Cu-coated graphitic carbon nitride (Cu/CN) with ideal photocatalytic and antibacterial properties

Abstract

An improved photocatalytic activity of Graphitic carbon nitride (CN) photocatalyst was achieved by incorporating Cu²⁺ into CN in the presence of hyperbranched polyethylene amine (HPEI) as a capping agent. The addition of Cu to CN (CNHPEI+Cu) increased the photocatalytic degradation efficiency of wastewater dye pollutant methylene blue (MB) from 42 % to 95 %. E. coli and MS2 performed best in terms of inactivation to CNHPEI+Cu, achieving 5.5 ± 0.3 and 5.3 ± 0.1 log inactivation after 60 min of exposure, respectively. Excellent catalyst reusability and photocatalytic activity for MB in various types were obtained. To investigate the photocatalyst structure, morphology, optical, and photoelectric properties, we used X-ray diffraction (XRD), UV–Vis diffuse reflectance spectroscopy (DRS), scanning electron microscopy (SEM), high-resolution transmission electron microscopy (HR-TEM), X-ray photoelectron spectroscopy (XPS), and photocatalytic activity.

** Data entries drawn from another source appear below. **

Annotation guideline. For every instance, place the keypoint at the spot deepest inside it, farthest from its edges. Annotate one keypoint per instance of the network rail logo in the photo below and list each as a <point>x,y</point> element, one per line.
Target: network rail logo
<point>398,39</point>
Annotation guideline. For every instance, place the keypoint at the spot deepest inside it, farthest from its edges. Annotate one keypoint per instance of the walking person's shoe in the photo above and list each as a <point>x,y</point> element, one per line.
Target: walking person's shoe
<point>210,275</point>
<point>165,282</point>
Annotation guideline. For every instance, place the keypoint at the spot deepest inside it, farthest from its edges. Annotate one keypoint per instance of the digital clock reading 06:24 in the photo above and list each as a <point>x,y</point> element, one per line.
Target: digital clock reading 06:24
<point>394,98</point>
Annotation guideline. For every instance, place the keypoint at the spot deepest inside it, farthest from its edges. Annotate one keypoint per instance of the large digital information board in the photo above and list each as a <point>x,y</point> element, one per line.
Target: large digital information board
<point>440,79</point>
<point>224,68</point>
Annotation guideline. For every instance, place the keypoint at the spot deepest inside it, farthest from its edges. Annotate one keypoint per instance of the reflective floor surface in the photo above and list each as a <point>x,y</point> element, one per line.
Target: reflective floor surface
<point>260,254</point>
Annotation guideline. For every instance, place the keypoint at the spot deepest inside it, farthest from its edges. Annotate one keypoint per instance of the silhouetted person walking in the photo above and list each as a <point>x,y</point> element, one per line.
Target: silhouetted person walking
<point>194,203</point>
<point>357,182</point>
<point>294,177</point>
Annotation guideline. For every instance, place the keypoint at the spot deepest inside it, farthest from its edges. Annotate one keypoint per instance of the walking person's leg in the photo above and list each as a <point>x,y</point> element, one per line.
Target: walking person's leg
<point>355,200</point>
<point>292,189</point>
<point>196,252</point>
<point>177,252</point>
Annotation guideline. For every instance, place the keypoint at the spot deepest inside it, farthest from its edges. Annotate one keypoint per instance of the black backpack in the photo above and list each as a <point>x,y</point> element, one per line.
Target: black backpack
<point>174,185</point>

It was found through XRD and XPS that the prepared photocatalysts were made up of Cu-doped CN and that the valence state of Cu was Cu⁰. Under the visible part of the solar spectrum (>400 nm), the N₂ adsorption-desorption isotherms of pure CN, CNHPEI, and CNHPEI+Cu showed that copper did not alter the microstructure of pure CN. The photocatalytic activity of CNHPEI+Cu was improved by incorporating Cu⁰ into CN, as this reduces the rate of electron-hole recombination in pure CN and accelerates the separation of electron-hole pairs. Electron spin resonance (ESR) spin trap experiments on the production of reactive oxygen species (ROS) from CNHPEI+Cu under visible light indicate that the presence of superoxide radicals (O₂^•−), hydroxyl radicals (^•OH) and holes could enhance the photocatalytic activity of the material.